A Constituição Estadual prevê que, em até 30 dias após a vacância, os 70 parlamentares escolham quem comandará o Palácio Guanabara até o fim de 2026. Nesse cenário, o nome que vem se consolidando e ganhando força é o do atual secretário da Casa Civil, Nicola Miccione, apontado pelo próprio Cláudio Castro como seu sucessor preferencial.
O papel de Nicola Miccione na estabilidade do governo
Nicola Miccione não é apenas um aliado fiel de Castro. Sua trajetória na Casa Civil foi marcada por decisões que garantiram governabilidade e previsibilidade administrativa. Entre os exemplos mais concretos estão:
A Coordenação da relação com a Alerj: Miccione foi decisivo na articulação de pautas orçamentárias e na aprovação de projetos importantes, como o plano de recuperação fiscal.
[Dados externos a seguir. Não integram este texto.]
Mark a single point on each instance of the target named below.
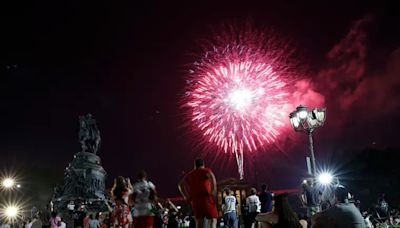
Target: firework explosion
(237, 93)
A Gestão de crises: durante momentos de tensão política, com a saída de secretários para disputar eleições, coube a Nicola reorganizar o núcleo do governo e manter a máquina pública funcionando sem sobressaltos.
A Interlocução com investidores: sua atuação junto a grupos empresariais ajudou a preservar a confiança em projetos estratégicos, como concessões de mobilidade urbana e investimentos em infraestrutura.
Esses movimentos consolidaram sua imagem como gestor técnico, com ações políticas habilidosas e capacidade de equilibrar interesses diversos sem comprometer a estabilidade do Estado.
Os riscos de uma ruptura
Caso a sucessão não recaia sobre Miccione, analistas apontam riscos claros, como:
A Descontinuidade administrativa: novos nomes poderiam rever contratos e atrasar projetos já em andamento.
A Incerteza econômica: investidores poderiam adotar postura cautelosa, reduzindo aportes em áreas estratégicas.
A Fragmentação política: a ausência de consenso na Alerj poderia abrir espaço para disputas partidárias, enfraquecendo a governabilidade.
Deputados estaduais, ainda na condição informal, já estariam sintetizando um sentimento majoritário nos bastidores: “Independentemente de partido ou posição na base, todos sabem que uma ruptura abrupta seria desastrosa para a economia e para os investimentos que já estão em curso. Péssimo para todos.”
Convergência política e consenso
Nos bastidores da Alerj, cresce a percepção de que a continuidade é o caminho mais seguro. Correntes diversas, da base governista à oposição moderada, reconhecem que a escolha de Miccione “representaria um pacto de estabilidade”. Castro busca consolidar esse apoio, reforçando que o secretário da Casa Civil é o nome mais preparado para conduzir o governo até dezembro de 2026.
Análise Revista Acontece Interior
“O Rio de Janeiro vive um momento de transição delicado. A provável eleição indireta não será apenas um rito constitucional, mas um teste de maturidade política. A convergência em torno de Nicola Miccione sinaliza que, diante da saída de Cláudio Castro, a prioridade é preservar a estabilidade econômica e institucional do Estado. Mais do que um aliado, Miccione surge como símbolo de continuidade e confiança, atributos essenciais para conduzir o Rio até o final de 2026 sem sobressaltos.”